2020 was a watershed year for legal diversity. But are firms still committed to the long term?
In the wake of a global reckoning on race last year, the largest Canadian law firms, ordinarily fierce competitors, came together and signed on to the BlackNorth Initiative, which pledged to address anti-Black systemic racism.
The BNI law firm pledge expressed broad principles, but it also gave specifics. By 2025, firms committed to invest 3 per cent of their corporate donations for the Black community, hire at least 5 per cent Black students and have 3.5 per cent of their senior leadership roles held by Black or visible minorities.
While 2025 is still a few years away, diversity advocates have not forgotten the pledge, and several firms are beginning to achieve their goals.
Raphael Tachie, Canadian Association of Black Lawyers president and senior counsel with TD Bank Group, was not directly involved with BNI, which originated in corporate Canada. However, many of the law firms who signed the pledge realized it needed to be amended to address the specific challenges that Black lawyers face, so they approached CABL and other Black-led legal groups for their input.
Tachie says that BNI “opened up a space” to change how law firms support the Black community. However, his concern is that when the “news cycle changes,” the legal community may lose interest in BNI’s goals.
But Tachie is hopeful and points to several long-term law firm commitments. He cites CABL’s legal advocacy work supported by McCarthy Tétrault LLP, a professional development program funded by Blake, Cassels & Graydon LLP, and ongoing support from Fasken, Borden Ladner Gervais LLP (BLG) and Norton Rose Fulbright. He says CABL is also continuing to discuss programs with several other firms.
“Those are firms that are not only talking the talk but actually doing more to highlight their commitment,” says Tachie. “It’s not just this year. It is ongoing continuing support.”
Tachie says while most large law firms did sign the BNI pledge, not all are genuinely committed to the long term. “Most people have signed it, but very few are actively and publicly doing stuff around it.”
Dave Leonard, the CEO of McCarthy Tétrault LLP, says his firm is well on its way to fulfilling the BNI pledge. McCarthy has made several funding announcements, and says they are “deeply committed to improving the diversity across multiple lenses of our organization, right from articling students coming in all the way to the top.”
Leonard says law firms are particularly challenged with the pledge on senior leadership roles since equity partners hold many of those roles, and they take years to achieve that position of seniority.

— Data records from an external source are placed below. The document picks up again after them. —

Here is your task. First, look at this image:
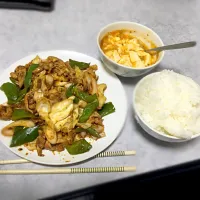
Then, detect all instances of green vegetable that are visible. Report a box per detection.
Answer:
[69,59,90,70]
[75,127,100,138]
[79,98,99,123]
[12,109,34,121]
[98,102,115,117]
[66,139,92,155]
[17,88,28,102]
[10,126,38,147]
[0,64,38,104]
[18,64,38,102]
[24,64,38,90]
[72,87,97,103]
[66,84,79,103]
[0,82,19,104]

For “the lawyer positions, we’re not at the target yet,” says Leonard.
Leonard says another challenge is tracking the diversity of his workforce, with privacy concerns about self-identification.

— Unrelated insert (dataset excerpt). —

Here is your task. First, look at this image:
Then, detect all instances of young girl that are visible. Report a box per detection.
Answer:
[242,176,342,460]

Sacha de Klerk, the head of diversity & inclusion, Canada at Norton Rose, says her firm has made strides in tracking diversity. Norton Rose says it was the first law firm in Canada to begin collecting and publishing data on employee race and ethnicity in 2016. In 2020, the firm expanded its data collection to integrate demographic data into its human resources systems, which will help the firm track its progress against the BNI targets.
Currently, Norton Rose says 3 per cent of its people in the firm self-identify as Black, based on a survey with a 63 per cent response rate.
“Change doesn’t happen without urgency and public commitments. [Pledges like BNI] create that platform. They create that urgency across all levels in a firm,” says de Klerk.
Trish Callon, senior vice-president and general counsel at Sun Life Canada, says commitments like BNI, which Sun Life also signed, are important when evaluating law firms. However, she says Sun Life is also paying attention to the firms’ teams who they put forward to do the work.
“It’s an important public statement to have signed the commitment, but then the real work comes after that. Which is, what are you doing to meet that commitment?”
Samanthea Samuels, equity, diversity and inclusion manager at Borden Ladner Gervais LLP (BLG), says her firm is working on several fronts to ensure they live up the BNI pledge and says BLG’s language has evolved as well.
“Rather than just talking about unconscious bias or discrimination, we’ve named anti-Black, as well as anti-Asian and other forms of racism directly,” says Samuels.
Like many firms, BLG is still working out how to track their firm’s diversity — currently, they only track gender — but Samuels says the BNI has helped move things forward.
“Commitments like these … create a sense of accountability. [They] really allow for firms and organizations to actively continue to build a culture of inclusion,” says Samuels.